In the context of aeronautics, both helicopters and airplanes are increasingly controlled by "fly-by-wire" techniques wherein there is no direct mechanical linkage between the pilot/operator and the vehicle control surfaces The side-arm control sticks being developed for fly-by-wire helicopters typically incorporate four degrees of freedom. Since airframe vibration is a serious concern in helicopter design, damping is desirable in sidearm controllers to prevent potentially unstable growth of vibrations coupled through the pilot's arm and the control stick.
Prior approaches to this problem have relied primarily on electronic damping techniques. Circuits which damp electronic control signals are disclosed, for example, in U.S. Pat. Nos. 3,989,208 and 3,901,466 issued to Lambregts; and in U.S. Pat. No. 4,094,479 issued to Kennedy, Jr. Unfortunately, such approaches add complexity to the signal processing of "fly-by-wire" systems.
A hybrid electromechanical damping system is disclosed in U.S. Pat. No. 4,477,043 issued to Repperger. In this patent, an aircraft control stick having two degrees of freedom is equipped with variable tension springs and dampers which can be adjusted to resist undesirable forces. A processor-based system senses forces exerted on the aircraft (e.g., by acceleration) and generates a signal for causing the control stick to resist such forces. Another active force feedback system for aircraft is disclosed in U.S. Pat. No. 4,236,685 issued to Kissel. However these types of "active control" are also quite complicated in application.
A mechanical damping system for an aircraft side-arm controller is disclosed in U.S. Pat. No. 4,069,720 issued to Thor. In this system, a two-axis side controller is equipped with two discrete rotational dashpots to damp vibrations.

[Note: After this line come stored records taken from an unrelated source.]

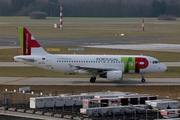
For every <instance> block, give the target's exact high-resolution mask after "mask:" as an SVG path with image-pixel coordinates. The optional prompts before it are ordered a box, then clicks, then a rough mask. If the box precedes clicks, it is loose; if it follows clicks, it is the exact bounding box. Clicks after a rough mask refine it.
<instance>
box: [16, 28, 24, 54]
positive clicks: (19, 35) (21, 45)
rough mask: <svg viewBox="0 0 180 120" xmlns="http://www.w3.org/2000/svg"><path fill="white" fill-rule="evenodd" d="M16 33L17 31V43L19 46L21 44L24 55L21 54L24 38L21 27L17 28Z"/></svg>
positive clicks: (22, 46) (22, 47)
mask: <svg viewBox="0 0 180 120" xmlns="http://www.w3.org/2000/svg"><path fill="white" fill-rule="evenodd" d="M17 31H18V36H19V41H20V44H21V49H22V53H24V52H23V38H24V34H23V33H24V30H23V27H17Z"/></svg>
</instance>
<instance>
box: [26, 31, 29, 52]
mask: <svg viewBox="0 0 180 120" xmlns="http://www.w3.org/2000/svg"><path fill="white" fill-rule="evenodd" d="M28 40H29V34H28V33H27V34H26V47H25V49H26V55H27V54H28V53H29V49H28Z"/></svg>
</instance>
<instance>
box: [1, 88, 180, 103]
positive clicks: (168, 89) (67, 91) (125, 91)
mask: <svg viewBox="0 0 180 120" xmlns="http://www.w3.org/2000/svg"><path fill="white" fill-rule="evenodd" d="M20 87H27V85H26V86H25V85H2V86H1V87H0V91H4V90H5V89H8V91H13V90H14V89H16V90H18V89H19V88H20ZM29 87H30V88H31V90H32V91H35V93H36V94H37V93H39V92H44V95H49V93H52V95H54V93H55V91H57V94H72V91H73V94H80V93H83V92H102V91H120V92H131V93H139V94H151V95H159V96H164V97H165V96H170V97H174V98H177V97H180V89H179V86H175V85H173V86H70V85H66V86H65V85H49V86H47V85H34V86H32V85H29ZM7 95H8V94H7ZM18 96H19V98H20V95H18ZM7 97H8V96H7ZM31 97H32V96H31ZM2 98H3V95H2V92H0V99H2ZM22 98H23V96H22ZM15 101H16V97H15Z"/></svg>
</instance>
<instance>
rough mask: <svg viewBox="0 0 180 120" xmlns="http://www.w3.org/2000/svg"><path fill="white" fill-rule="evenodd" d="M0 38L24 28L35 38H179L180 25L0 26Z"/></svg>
mask: <svg viewBox="0 0 180 120" xmlns="http://www.w3.org/2000/svg"><path fill="white" fill-rule="evenodd" d="M0 27H1V29H0V36H16V37H17V36H18V34H17V30H16V27H26V28H27V29H28V30H29V31H30V32H31V33H32V35H33V36H34V37H35V38H113V37H117V36H116V35H115V34H122V33H123V34H124V35H125V37H140V36H179V35H180V24H176V25H161V24H159V25H157V24H152V25H146V27H145V31H142V28H141V25H123V24H119V25H63V29H54V28H51V27H50V25H41V24H39V25H26V24H25V25H22V24H21V25H19V24H17V25H0Z"/></svg>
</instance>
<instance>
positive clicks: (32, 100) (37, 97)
mask: <svg viewBox="0 0 180 120" xmlns="http://www.w3.org/2000/svg"><path fill="white" fill-rule="evenodd" d="M44 107H45V99H44V97H34V98H30V108H34V109H37V108H44Z"/></svg>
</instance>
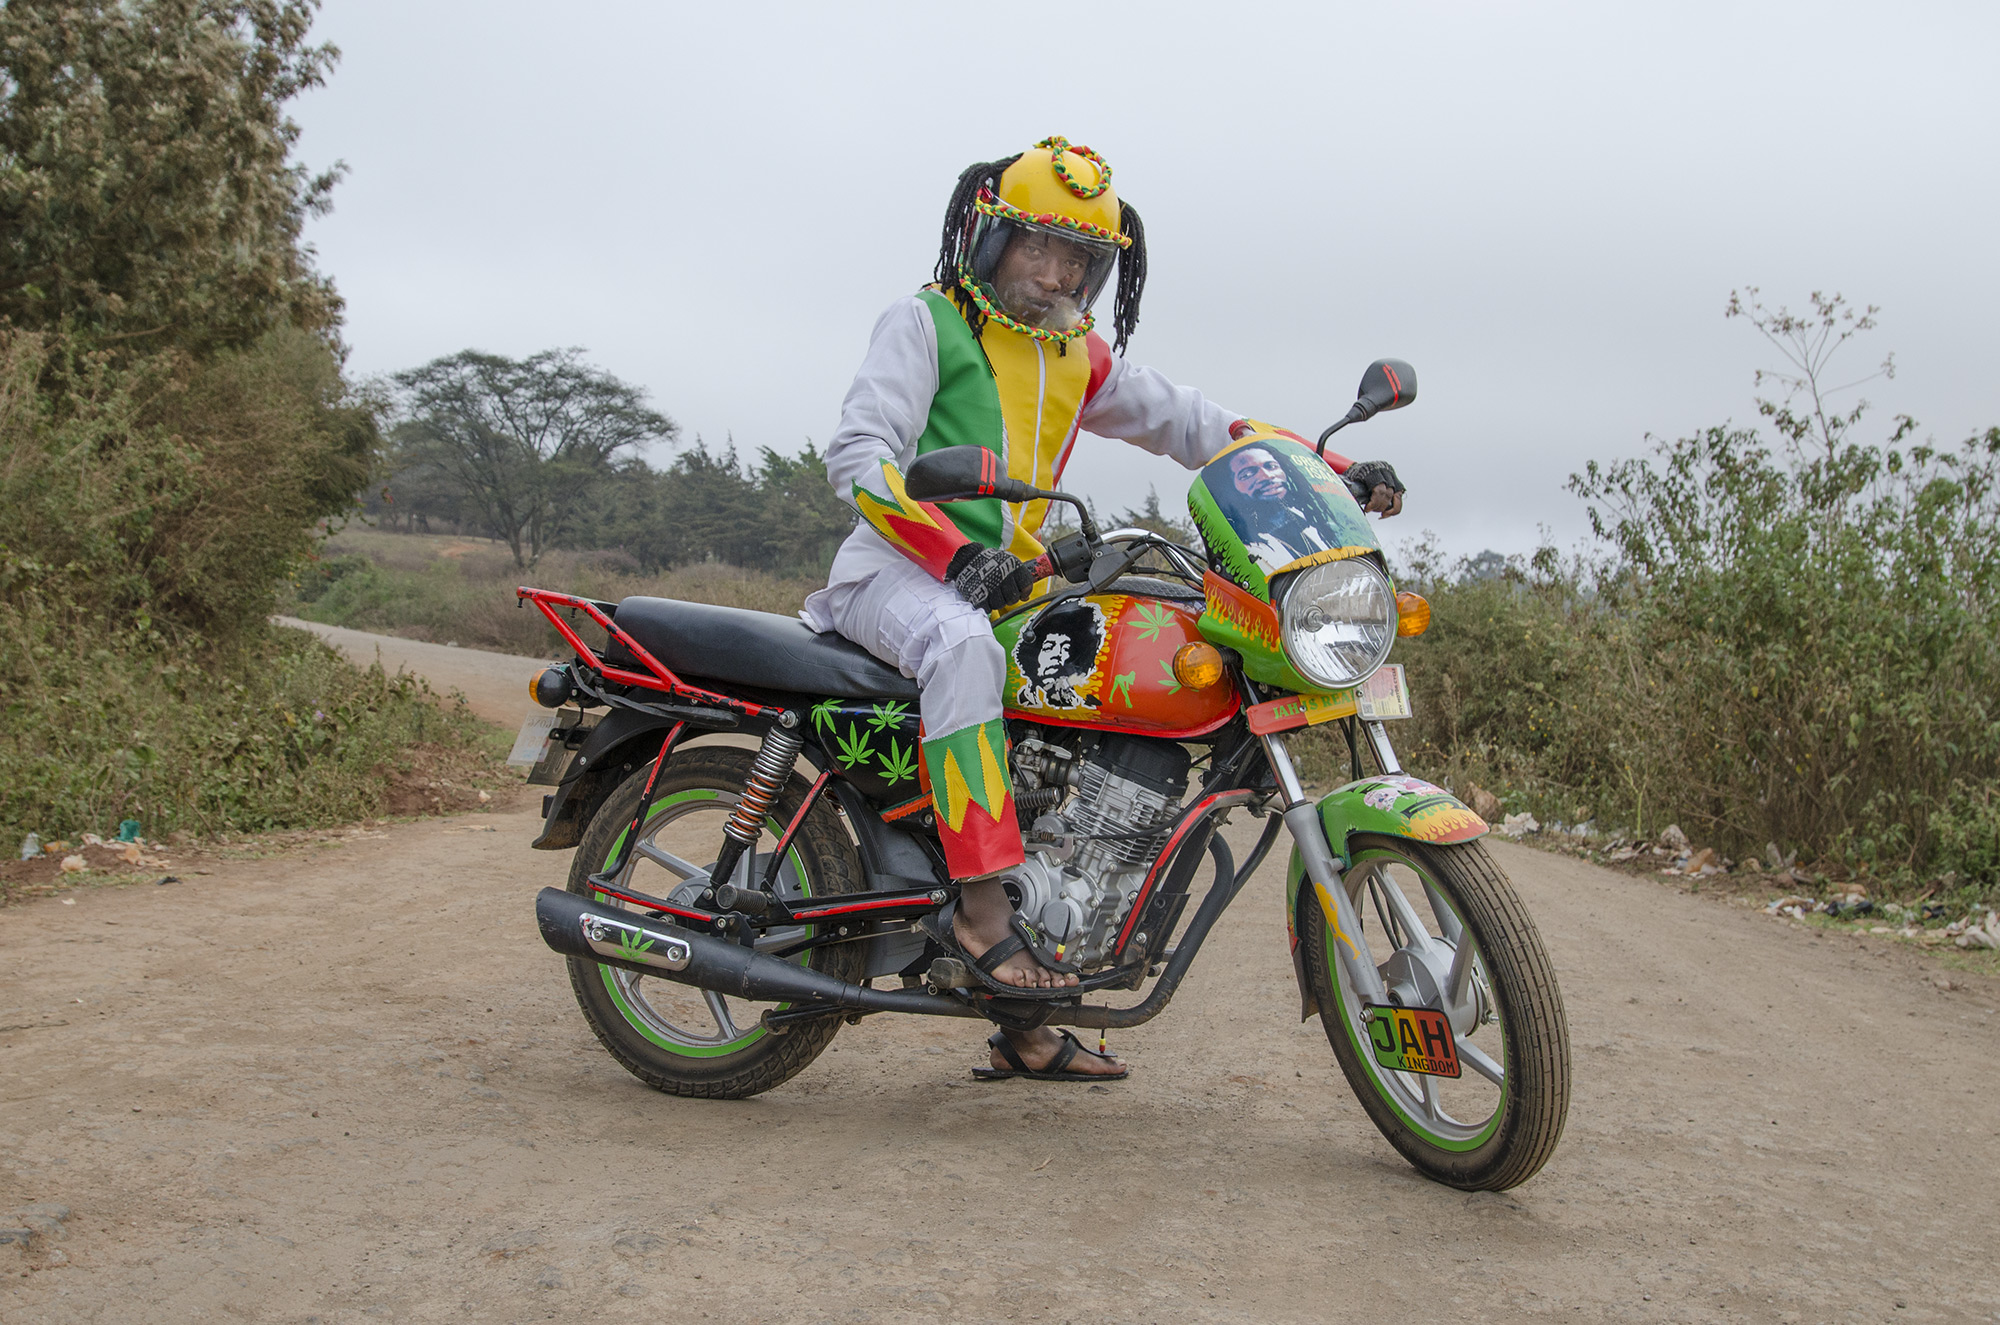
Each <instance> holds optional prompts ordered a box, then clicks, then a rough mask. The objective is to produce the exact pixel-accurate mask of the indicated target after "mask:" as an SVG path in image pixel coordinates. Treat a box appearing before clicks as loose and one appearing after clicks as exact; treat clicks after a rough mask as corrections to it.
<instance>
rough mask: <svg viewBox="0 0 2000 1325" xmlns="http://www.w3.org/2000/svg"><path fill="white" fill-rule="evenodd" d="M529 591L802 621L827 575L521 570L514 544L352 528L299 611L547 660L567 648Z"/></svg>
mask: <svg viewBox="0 0 2000 1325" xmlns="http://www.w3.org/2000/svg"><path fill="white" fill-rule="evenodd" d="M520 584H534V586H536V588H556V590H562V592H574V594H584V596H590V598H606V600H612V602H616V600H618V598H626V596H632V594H646V596H658V598H686V600H690V602H714V604H720V606H742V608H752V610H758V612H780V614H792V612H796V610H798V606H800V602H804V600H806V594H810V592H812V590H816V588H820V586H822V584H824V580H822V578H820V576H780V574H768V572H764V570H744V568H740V566H728V564H722V562H700V564H688V566H678V568H674V570H662V572H652V574H644V572H640V570H638V566H636V564H634V562H632V558H630V556H626V554H622V552H550V554H548V556H544V558H542V562H540V564H538V566H536V568H534V570H520V568H518V566H516V564H514V558H512V554H510V552H508V550H506V544H504V542H498V540H494V538H462V536H450V534H394V532H384V530H378V528H348V530H344V532H340V534H338V536H334V538H330V540H328V544H326V548H324V550H322V554H320V560H318V564H316V566H310V568H308V570H306V572H304V574H302V576H300V586H298V594H300V600H298V602H296V606H292V608H290V610H294V612H296V614H298V616H304V618H306V620H320V622H326V624H334V626H352V628H356V630H380V632H384V634H400V636H404V638H420V640H430V642H438V644H464V646H468V648H492V650H498V652H518V654H530V656H532V654H542V652H548V650H550V648H560V646H562V640H558V638H556V632H554V630H550V628H548V624H546V622H544V620H542V616H540V614H536V612H532V610H524V608H522V606H520V602H518V598H516V596H514V588H516V586H520Z"/></svg>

However, this system is rather cumbersome and requires adjustments so that the controller is properly positioned vis-a-vis the physiological center of rotation of the pilot's hand in each instance. Additionally, both Thor's system and that disclosed in the Repperger patent inherently have preferred directions, i.e. directions in which rotation occurs about only one of the axes. This effect is particularly pronounced when movement of the hand control is in a direction only slightly different from one of the preferred directions; in such instances, the slip-and-stick sensations of overcoming Coulomb friction can leave the operator with a feeling of unevenness in use.
There exists a need for better hand control systems that can provide better and simpler damping mechanisms. Moreover, there exists a need for hand controls that have more than two degrees of freedom and employ damping techniques without directional preferences to suppress unwanted user hand motions. Furthermore, there exists a need for better manual controls for helicopters and other aircraft, which controls are relatively insensitive to induced hand motions, for example, from airframe vibration or turbulent air.